Once I hit the 30ish mark, the social pressure of conforming seemed to kill my vibe. I was expected to be perfect at home, job, vacations, and even on Instagram – but once tI started flirting with the idea of imperfections, everything started falling into place. I started sharing my travel stories on my blog and the response was tremendous. I also wanted to explore human connections with the people I meet on the way, and wanted and narrate their life stories through a photo journal. This was the reason why I travelled to North Himachal and foothills of the Himalayan range and came up with a series called Portraits From Himalayas.
It celebrates life in the Himalayan range of ordinary people whose stories are beautifully layered with simplicity and hope.
It deals with everything ‘non-touristy’ like exploring home-stays’, trekking for hours to capture the perfect sunset, camping, meeting locals and knowing their stories and dreams. The uncertainty of a new world is thrilling and the most exciting for me and the foothills of Himalayas turned out to be the perfect canvas for me to wander and find home in the mountains. Have a look:
Rekha – “I am going to be a grandma at 36”:
Rekha works in one of the lodges in Khajiar.

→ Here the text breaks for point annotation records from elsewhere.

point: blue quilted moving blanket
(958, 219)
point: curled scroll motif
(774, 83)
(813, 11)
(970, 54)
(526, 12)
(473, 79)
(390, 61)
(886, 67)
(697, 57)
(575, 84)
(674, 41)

She was married at the age of 13 and had a daughter when she was 15. Her daughter is expecting her first child this monsoon and Rekha cannot hold her excitement. I asked her if she was unhappy about being married so early and she said, “In our community, your parents make sure that you are sent to your ‘real house’ once you are 12. I lost my husband when I was 20 and since then it has been me and my two daughters. We are like pahadi sisters, always laughing and loving each other. Life is not always perfect though. There were times when I could feed only one of my children, but the fact that I work and support my family makes me feel very strong.”
Tayyab – “I have never seen the world. I have lived in the mountains my whole life”:
Tayyab has seen life very differently. We spoke for long about Mumbai and how he always wanted to leave everything behind and run to the city like in the movies, but the mountains never let him. He has never been anywhere except the village he grew up in. I asked him if he regrets this and he replied, “I watch the world through the eyes of the tourists who visit Himalayas. The only thing I do not like about them is that they are so restless. They are always looking for network for their phones. I am happy in the mountains. There is so much peace.”
Kaku – “Winters are terrible. I need to make all the money during summers and monsoon”:
Kaku’s Cottage is the name of her home-stay and she must be around 65 years old. Kaku provides tourists with food, basic accommodation and a bucket of steaming hot water for a bath every day. She lost her son who was in the Gorkha Regiment in the Indian Army. She had no means of earning after his death, so she started this home-stay for her survival. Kaku borrows happiness from the tourists who stay with her, but winters are lonely and scary, she says.
Devi – “For me all children are precious”:
Devi is a village midwife. Surprisingly, there are almost negligible medical facilities around North Himachal and foothills of Himalayas. Devi has helped in the deliveries of a countless number of kids in the last 30 years. “In our village, all the women of the family are present in the room during child birth. My hands are very stable and they trust me with the delivery. Most of the villagers seem happier when it’s a boy, but for me all children are equal. I take care of them with the same love.”
Sona – “I prepare almost 50 plates of Maggie a day”:
If you have been to the mountains, you know that every food stall has Maggie. Sona works with her father and they serve only Maggie and tea. She is amazed at how tourists relish this dish. It was surprising to watch her mix local herbs and spices to cook this ‘two-minute urban addiction’ with a twist. I told her that she looks like Kareena Kapoor in Jab We Met, but she had no clue about who she was. That’s when it struck me that we belong to two different worlds. Sona represents a generation that is capable of so much more. I wish the youth in the region had more opportunities of occupation and growth.